O clientelismo distorce a representatividade política, e se a votação do candidato depender de sua capacidade de distribuir benesses, corrói-se o regime
Assim como ocorreu nas eleições de 2010, a Justiça e o Ministério Público Eleitorais fluminenses empreendem ações para coibir talvez uma das mais deletérias ações clientelistas da política local, os chamados “centros sociais”.

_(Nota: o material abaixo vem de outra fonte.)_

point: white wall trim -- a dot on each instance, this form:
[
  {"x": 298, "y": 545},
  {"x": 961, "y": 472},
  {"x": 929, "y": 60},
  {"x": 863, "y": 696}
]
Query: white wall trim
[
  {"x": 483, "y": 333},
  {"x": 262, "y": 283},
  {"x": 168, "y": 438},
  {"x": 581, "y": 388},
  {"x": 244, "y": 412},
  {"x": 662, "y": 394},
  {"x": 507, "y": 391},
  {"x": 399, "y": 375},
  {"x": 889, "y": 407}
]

Sem nada a dever a esquemas semelhantes existentes nas regiões mais atrasadas do país, em que o voto é trocado por favores e até mesmo dinheiro, esses centros são instalados por políticos para atender eleitores carentes e, assim, obter seu voto. Subúrbios do Rio e a Baixada Fluminense são as áreas mais visadas pelo clientelismo.
Oferecem-se tratamento dentário e consulta de clínica geral, pediatria, ortopedia, entre outras especialidades médicas. Até mesmo a oferta de assistência jurídica serve para atrair votos.

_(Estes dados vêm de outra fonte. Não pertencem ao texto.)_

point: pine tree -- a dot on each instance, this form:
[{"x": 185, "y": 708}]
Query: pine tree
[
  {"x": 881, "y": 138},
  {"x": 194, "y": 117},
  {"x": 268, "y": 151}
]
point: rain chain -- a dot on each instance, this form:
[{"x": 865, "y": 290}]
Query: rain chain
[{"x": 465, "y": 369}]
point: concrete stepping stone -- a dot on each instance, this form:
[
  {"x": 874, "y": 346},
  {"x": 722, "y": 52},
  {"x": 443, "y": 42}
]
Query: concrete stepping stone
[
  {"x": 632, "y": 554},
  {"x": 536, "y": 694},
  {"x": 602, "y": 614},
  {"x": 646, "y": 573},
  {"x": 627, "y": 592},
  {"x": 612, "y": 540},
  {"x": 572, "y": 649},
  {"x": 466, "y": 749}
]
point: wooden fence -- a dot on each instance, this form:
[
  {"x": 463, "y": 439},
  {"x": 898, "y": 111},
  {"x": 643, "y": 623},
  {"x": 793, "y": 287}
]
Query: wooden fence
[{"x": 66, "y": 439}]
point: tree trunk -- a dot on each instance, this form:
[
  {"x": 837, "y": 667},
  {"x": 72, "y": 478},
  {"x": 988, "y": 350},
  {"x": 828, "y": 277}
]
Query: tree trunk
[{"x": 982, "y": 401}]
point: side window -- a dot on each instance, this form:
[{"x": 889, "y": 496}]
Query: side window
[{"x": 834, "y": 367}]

É árduo o trabalho da Justiça Eleitoral. No início do mês, “O Globo” constatou que pelo menos cinco centros sociais de políticos já processados devido à prática clientelista continuavam a operar na Zona Norte e Baixada Fluminense. Pertenciam aos deputados estaduais candidatos à reeleição Dionísio Lins (PP), Márcio Panisset (PDT) e Dica (PMDB). Os processos se encontravam no gabinete da juíza Laurita Vaz, do Tribunal Superior Eleitoral (TSE). A proverbial lentidão da Justiça brasileira no julgamento de processos torna o problema ainda mais sério, por estimular a impunidade.

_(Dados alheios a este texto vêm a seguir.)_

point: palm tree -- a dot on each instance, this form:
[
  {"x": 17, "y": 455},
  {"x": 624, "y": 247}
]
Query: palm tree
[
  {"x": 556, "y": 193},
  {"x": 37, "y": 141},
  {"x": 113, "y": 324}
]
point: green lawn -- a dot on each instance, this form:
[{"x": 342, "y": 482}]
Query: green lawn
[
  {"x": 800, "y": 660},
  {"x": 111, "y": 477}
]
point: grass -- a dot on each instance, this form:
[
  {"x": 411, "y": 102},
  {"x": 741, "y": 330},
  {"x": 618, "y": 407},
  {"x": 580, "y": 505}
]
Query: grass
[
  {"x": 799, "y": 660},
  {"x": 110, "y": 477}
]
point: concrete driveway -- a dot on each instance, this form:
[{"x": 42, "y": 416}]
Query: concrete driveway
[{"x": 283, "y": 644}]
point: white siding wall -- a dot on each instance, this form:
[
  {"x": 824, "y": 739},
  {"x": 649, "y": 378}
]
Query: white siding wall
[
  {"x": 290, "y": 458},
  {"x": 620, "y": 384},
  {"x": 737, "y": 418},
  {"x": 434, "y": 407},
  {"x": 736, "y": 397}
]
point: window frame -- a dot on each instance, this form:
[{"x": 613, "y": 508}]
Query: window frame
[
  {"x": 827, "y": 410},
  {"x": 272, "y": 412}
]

O clientelismo é sintoma de um estilo degradado de se fazer política. No caso dos ditos centros sociais, há peculiaridades hediondas. Por eles existirem devido às deficiências na prestação de serviços públicos, principalmente na Saúde, é certo que ao político beneficiário desses centros não interessa qualquer melhoria no SUS, por exemplo.
Elegem-se, portanto, agentes públicos que não trabalharão para que serviços essenciais melhorem de qualidade, um tremendo contrassenso. Se puderem, farão o oposto. Não é incomum se encontrar nesses centros material médico desviado de unidades públicas.
Outra séria distorção é que o dinheiro usado nos centros não aparece na prestação de contas do candidato. Imagina-se que parte do clássico caixa dois sirva para bancar esses guichês de compra de votos.
O clientelismo é um eficaz instrumento de distorção da representatividade, cuja qualidade é essencial para a democracia. Se a votação do candidato passa a depender de sua capacidade de distribuir favores, a democracia representativa é negada.
A demagogia e o clientelismo têm raízes fundas num sistema partidário distorcido. Mas, independentemente disso, a Justiça Eleitoral e o MP precisam continuar a atuar contra este mercado de trocas. Mesmo que a prática do “toma lá, dá cá” também exista em altos escalões do poder. Não se deve ficar à espera de reformas.